A Man of Extremes
This month, tenor Piotr Beczała sings one of his trademark roles on the Met stage for the first time: the tortured title character of Massenet’s Werther, whose impossible love overwhelms him. He recently spoke with the Met’s Jay Goodwin about why this role pushes him to the limit—yet always pulls him back for more.
Werther is obviously a troubled character—how would you describe him?
Well, he is a romantic hero, of course, but the more I’ve performed the role, the more I’ve discovered a character who is not so nice. He’s very selfish and egoistic in the way he relates to his beloved Charlotte and to the world around him. The story is headed for a tragic end from the very beginning because he doesn’t want to be happy with Charlotte, or to live a nice, peaceful life. He wants to suffer.
Do you feel like you’re being pushed to the extreme vocally in the same way that the character is being pushed emotionally?
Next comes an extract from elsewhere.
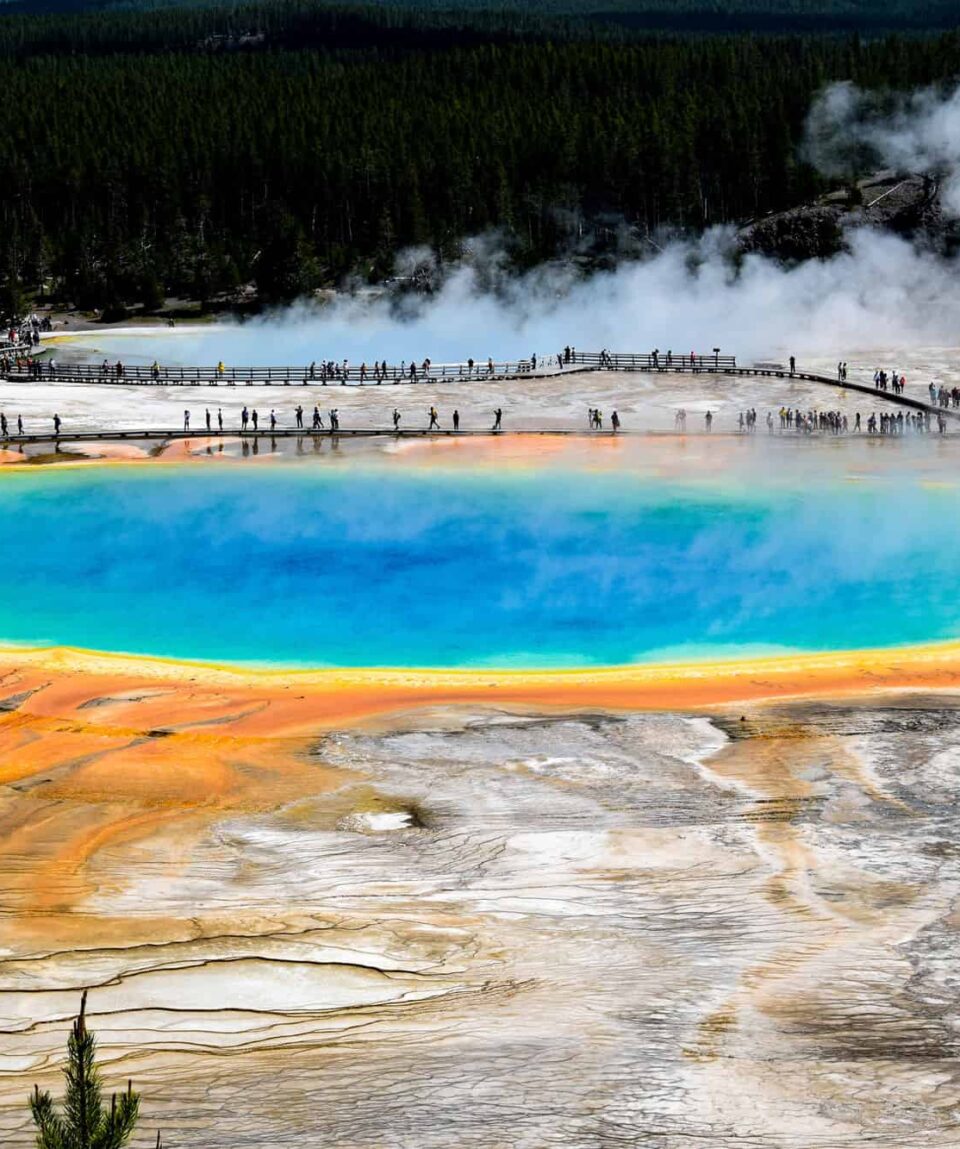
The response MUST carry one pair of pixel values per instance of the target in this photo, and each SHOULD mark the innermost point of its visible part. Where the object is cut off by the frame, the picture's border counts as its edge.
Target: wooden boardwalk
(465, 373)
Absolutely. You can’t just sing Werther—you have to be Werther. I describe Massenet as pre-verismo, but in French style. It’s not as brutal as Italian verismo, but the same intensity and expression are there in the vocal lines and in the orchestra, and there’s an energy in this character that naturally turns you up to a very high level. Plus, the score calls for a big orchestra and is sometimes very, very loud—and of course the Met is a big house, so you have to sing with free and full voice.
You’ve sung Werther often throughout your career. Why does it resonate so much with you?
Werther is the kind of role I like most. Not only musically, but the story is based on Goethe, so it began as very high level literature. It’s like Faust, or Verdi’s operas based on Shakespeare and Schiller. The characters are so complex, and with each production you discover a new part of them.
Next season, you’ll star in your second Opening Night at the Met, singing Radamès—a recent addition to your repertoire—in our new production of Aida, alongside Anna Netrebko and Anita Rachvelishvili, with Yannick Nézet-Séguin conducting. Pretty high stakes.
Yes, there will be some pressure. But I’ll do my first Aida two months earlier in Spain, so I won’t be singing it for the first time on Opening Night. Also, I’ve been working on the music for a couple of months already, and I’ve discovered that Ramadès is not actually a very heavy role. It has a couple of places that are really heroic and loud, but the heart of the role is lyric, and there are many moments when the tenor can sing with beautiful cantilena and a lot of color. So I can use my experience from Un Ballo in Maschera, Rigoletto, and Luisa Miller to build my Radamès, and I’ll be ready in September.
Jay Goodwin is the Met’s Editorial Director.